Network operators will experience a real, tangible cost increase from
turning off deltarpms. End users with metered bandwidth - off the cuff,
I'd guess hundreds of thousands of current users and billions of
prospective users - will experience a real financial impact from the 'loss'
of this feature.
Now, I realize everyone can turn this on, and everyone can turn it off.
Changing the default option doesn't take away the feature. Those with
metered connections will probably, eventually, discover they can turn
deltarpms on. After the first bill arrives, or the second.
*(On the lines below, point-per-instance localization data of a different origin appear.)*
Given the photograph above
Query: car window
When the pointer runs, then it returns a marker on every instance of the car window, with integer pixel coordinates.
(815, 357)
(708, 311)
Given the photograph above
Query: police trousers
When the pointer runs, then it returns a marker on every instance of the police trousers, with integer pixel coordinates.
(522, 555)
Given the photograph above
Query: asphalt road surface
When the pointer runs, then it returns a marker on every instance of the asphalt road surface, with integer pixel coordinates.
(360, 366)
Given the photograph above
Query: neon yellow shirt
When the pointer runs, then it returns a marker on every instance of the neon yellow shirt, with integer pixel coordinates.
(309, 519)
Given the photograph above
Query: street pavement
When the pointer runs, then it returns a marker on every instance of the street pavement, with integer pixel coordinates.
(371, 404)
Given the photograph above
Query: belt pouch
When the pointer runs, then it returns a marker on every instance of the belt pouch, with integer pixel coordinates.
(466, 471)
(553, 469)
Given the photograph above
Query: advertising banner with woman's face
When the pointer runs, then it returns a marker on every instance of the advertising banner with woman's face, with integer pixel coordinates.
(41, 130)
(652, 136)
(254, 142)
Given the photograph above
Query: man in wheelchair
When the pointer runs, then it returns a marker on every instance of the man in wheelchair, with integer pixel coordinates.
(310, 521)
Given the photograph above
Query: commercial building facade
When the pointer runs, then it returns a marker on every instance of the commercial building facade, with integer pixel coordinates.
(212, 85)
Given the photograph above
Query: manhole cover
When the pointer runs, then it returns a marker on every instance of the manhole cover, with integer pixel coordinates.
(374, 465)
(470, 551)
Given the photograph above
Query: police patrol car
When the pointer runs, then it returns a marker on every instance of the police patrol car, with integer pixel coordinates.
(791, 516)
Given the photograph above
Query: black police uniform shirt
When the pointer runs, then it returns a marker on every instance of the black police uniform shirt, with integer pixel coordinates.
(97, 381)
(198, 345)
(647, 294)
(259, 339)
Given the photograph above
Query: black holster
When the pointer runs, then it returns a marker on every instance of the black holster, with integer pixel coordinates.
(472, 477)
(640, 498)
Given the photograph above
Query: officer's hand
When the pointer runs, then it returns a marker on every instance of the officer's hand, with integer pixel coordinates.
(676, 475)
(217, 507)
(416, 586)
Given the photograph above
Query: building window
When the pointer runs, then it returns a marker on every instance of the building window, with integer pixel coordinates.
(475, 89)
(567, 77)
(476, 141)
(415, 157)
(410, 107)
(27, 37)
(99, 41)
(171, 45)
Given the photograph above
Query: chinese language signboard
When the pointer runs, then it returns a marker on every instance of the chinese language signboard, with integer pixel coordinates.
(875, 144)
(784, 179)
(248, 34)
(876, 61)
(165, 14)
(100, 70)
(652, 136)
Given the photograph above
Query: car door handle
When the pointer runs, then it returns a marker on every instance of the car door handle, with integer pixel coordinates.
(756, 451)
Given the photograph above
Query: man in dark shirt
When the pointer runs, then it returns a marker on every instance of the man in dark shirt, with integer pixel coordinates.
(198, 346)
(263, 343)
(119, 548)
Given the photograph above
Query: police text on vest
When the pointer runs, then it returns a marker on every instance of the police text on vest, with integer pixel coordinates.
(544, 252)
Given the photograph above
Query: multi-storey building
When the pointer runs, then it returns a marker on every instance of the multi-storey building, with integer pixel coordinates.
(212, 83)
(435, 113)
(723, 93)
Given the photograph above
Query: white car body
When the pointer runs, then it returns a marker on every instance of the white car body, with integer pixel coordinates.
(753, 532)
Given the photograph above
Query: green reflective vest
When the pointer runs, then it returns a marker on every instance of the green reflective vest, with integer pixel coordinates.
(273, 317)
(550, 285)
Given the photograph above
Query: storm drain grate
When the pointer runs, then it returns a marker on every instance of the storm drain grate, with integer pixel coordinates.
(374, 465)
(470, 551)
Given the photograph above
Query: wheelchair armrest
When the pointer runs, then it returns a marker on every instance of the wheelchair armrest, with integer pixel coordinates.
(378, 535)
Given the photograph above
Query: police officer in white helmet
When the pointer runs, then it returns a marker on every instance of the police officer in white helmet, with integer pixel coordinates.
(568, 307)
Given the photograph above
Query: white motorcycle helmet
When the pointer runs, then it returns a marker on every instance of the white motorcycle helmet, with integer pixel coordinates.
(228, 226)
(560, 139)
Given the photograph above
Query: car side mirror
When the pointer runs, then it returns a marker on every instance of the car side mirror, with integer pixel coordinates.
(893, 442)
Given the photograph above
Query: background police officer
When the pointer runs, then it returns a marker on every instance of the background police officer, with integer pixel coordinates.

These are
likely to be people with limited financial resources, using computers that
you couldn't pay me to work on these days. We're keeping the entire 32bit
architecture alive for them; in contrast to that, the infrastructure burden
of deltarpms is slight. Even so, we continue to welcome this demographic
to use and participate in Fedora.
Faster update transactions are good, but anyone that's concerned about the
*financial impact* of consuming extra CPU cycles ( as in Nico's case #3)
is very likely to be employing a competent administrator (like Nico) that
should know how and why to flip the switch. Nobody wants to take this
option away, and I doubt it would even be possible.